All thermography data can be transferred to the process control system via a standard interface.
Application

• Garbage processing plants
• Power plants
• Chemical and petrochemical industry

1. Control of gas or liquid fuel burners of any power
2. Suitable for intermittent as well as continuous operation (AAL 75 POD only)
3. Easy DIN Rail Mounting TS 35

The flame monitor consists of a flame sensor and a control unit.

• Optical sensors convert the ultraviolet radiation of a flame into an electrical signal
• In the presence of a flame, an ionization sensor generates an ionization current.

Flame detector for monitoring the combustion of gas and liquid fuels for use in gas turbines and other types of equipment with especially harsh operating conditions
Operating principle
Combining the high sensitivity of the photocell and the robust design, the D-GT800 / 801 is suitable for use in harsh environments such as gas turbines.
A photodiode detects almost all types of blue flame, for example a gas having a low content of radiating components in the visible spectrum.
The D-GT 800/801 is available with various photocells, which allows you to choose the best sensor for your specific application.

Flame sensor for monitoring the combustion of a gas, liquid, coal type of flame.
It is used in single burner systems.
Operating principle
The sensor element integrated in the sensor will generate an electrical signal, depending on the flame intensity, which is sent to the flame sensor control unit or the burner control unit.
Depending on the fuel used, various sensors are used for the D-LE 103 flame detector.
Models:

• - CG - with cable gland
• - P - with plug connector

A unit with a self-diagnosis function, fail-safe for controlling optical flame sensors DURAG UV, UV + IR or IR range for monitoring torch burners for liquid, gas and coal fuels for use in multi-burner units.
The D-UG 660 flame sensor control unit processes the signal received from the flame sensor.
Information about the current settings and the status of the flame signal is constantly displayed on the display.
Flame intensity and flame signal can be transmitted via two 0 / 4..20 mA outputs for subsequent analysis.
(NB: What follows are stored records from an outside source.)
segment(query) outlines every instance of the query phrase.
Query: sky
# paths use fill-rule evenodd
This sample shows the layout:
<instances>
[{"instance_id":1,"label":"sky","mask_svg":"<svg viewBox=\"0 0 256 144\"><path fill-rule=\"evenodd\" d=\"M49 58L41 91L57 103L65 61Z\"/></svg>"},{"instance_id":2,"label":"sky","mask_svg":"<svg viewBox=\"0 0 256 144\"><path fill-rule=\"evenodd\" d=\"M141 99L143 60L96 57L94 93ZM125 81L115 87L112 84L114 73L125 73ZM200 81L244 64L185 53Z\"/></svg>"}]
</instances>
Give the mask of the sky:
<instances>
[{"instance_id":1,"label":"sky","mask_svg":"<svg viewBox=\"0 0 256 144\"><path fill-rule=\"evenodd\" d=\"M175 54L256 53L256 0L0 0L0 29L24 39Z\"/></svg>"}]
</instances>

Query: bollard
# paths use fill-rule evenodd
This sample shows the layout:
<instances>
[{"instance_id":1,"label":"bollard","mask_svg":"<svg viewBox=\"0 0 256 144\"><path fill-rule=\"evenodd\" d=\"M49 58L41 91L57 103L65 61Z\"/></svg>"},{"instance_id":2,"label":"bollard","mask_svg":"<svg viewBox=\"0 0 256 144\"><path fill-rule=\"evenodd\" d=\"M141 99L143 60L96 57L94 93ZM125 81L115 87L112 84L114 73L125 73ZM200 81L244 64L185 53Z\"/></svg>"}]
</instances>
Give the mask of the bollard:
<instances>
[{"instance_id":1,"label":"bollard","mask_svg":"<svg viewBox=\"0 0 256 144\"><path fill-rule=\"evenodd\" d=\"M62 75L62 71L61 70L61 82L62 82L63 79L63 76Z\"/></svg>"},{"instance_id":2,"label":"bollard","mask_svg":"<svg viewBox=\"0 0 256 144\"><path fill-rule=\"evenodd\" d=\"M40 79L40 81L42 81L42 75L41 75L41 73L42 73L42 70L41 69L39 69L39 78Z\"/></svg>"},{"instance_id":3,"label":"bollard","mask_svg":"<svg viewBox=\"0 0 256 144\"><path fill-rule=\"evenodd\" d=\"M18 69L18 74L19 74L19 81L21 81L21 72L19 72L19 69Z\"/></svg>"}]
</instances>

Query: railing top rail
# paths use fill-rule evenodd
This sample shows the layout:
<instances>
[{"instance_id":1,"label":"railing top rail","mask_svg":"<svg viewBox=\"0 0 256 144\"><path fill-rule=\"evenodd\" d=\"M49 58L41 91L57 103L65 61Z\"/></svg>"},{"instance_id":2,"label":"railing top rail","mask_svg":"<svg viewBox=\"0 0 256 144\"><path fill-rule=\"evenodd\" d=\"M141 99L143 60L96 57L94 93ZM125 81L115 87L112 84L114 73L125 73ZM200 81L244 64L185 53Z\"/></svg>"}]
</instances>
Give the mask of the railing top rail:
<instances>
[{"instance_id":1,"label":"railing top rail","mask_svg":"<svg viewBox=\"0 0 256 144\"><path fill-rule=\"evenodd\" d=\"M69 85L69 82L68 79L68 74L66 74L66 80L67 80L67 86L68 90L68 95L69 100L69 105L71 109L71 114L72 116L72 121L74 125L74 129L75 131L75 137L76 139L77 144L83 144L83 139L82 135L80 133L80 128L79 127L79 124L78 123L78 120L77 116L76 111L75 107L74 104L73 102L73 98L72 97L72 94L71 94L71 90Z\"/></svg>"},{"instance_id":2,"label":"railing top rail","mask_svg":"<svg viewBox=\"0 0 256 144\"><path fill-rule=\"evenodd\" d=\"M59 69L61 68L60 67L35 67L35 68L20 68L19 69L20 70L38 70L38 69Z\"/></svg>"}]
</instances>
The automatic control unit for burners operating on gas and liquid fuels, as well as combined burners on liquid / gas fuels of any power with a self-diagnosis function, is fail-safe.
Operating principle
When starting gas and liquid fuel burners, a certain ignition sequence must be required, which is ensured and controlled automatically by the burner control unit.
The D-GF 150 implements several programs that provide the following automatic sequences:

• Gas burner ignition with chamber pre-purge
• Gas burner ignition without first purging the chamber
• Ignition of a liquid fuel burner with preliminary purging of the combustion chamber
• Ignition of a liquid fuel burner without first purging the combustion chamber

Pneumatic device for automatically moving the ignition peak to the ignition position and its subsequent
withdrawal from the combustion zone.
Operating principle
For reliable ignition using a high energy electric igniter, it is necessary that the electric discharges generated at the end of the ignition peak are in direct contact with the gas-air mixture. But the temperature in the optimum ignition zone during burner operation is usually extremely high and can damage the tip of the ignition peak.
The pneumatic feeding device is designed to move the ignition peak to the ignition position and then return it to the position in which the ignition tip will be outside the hot zone.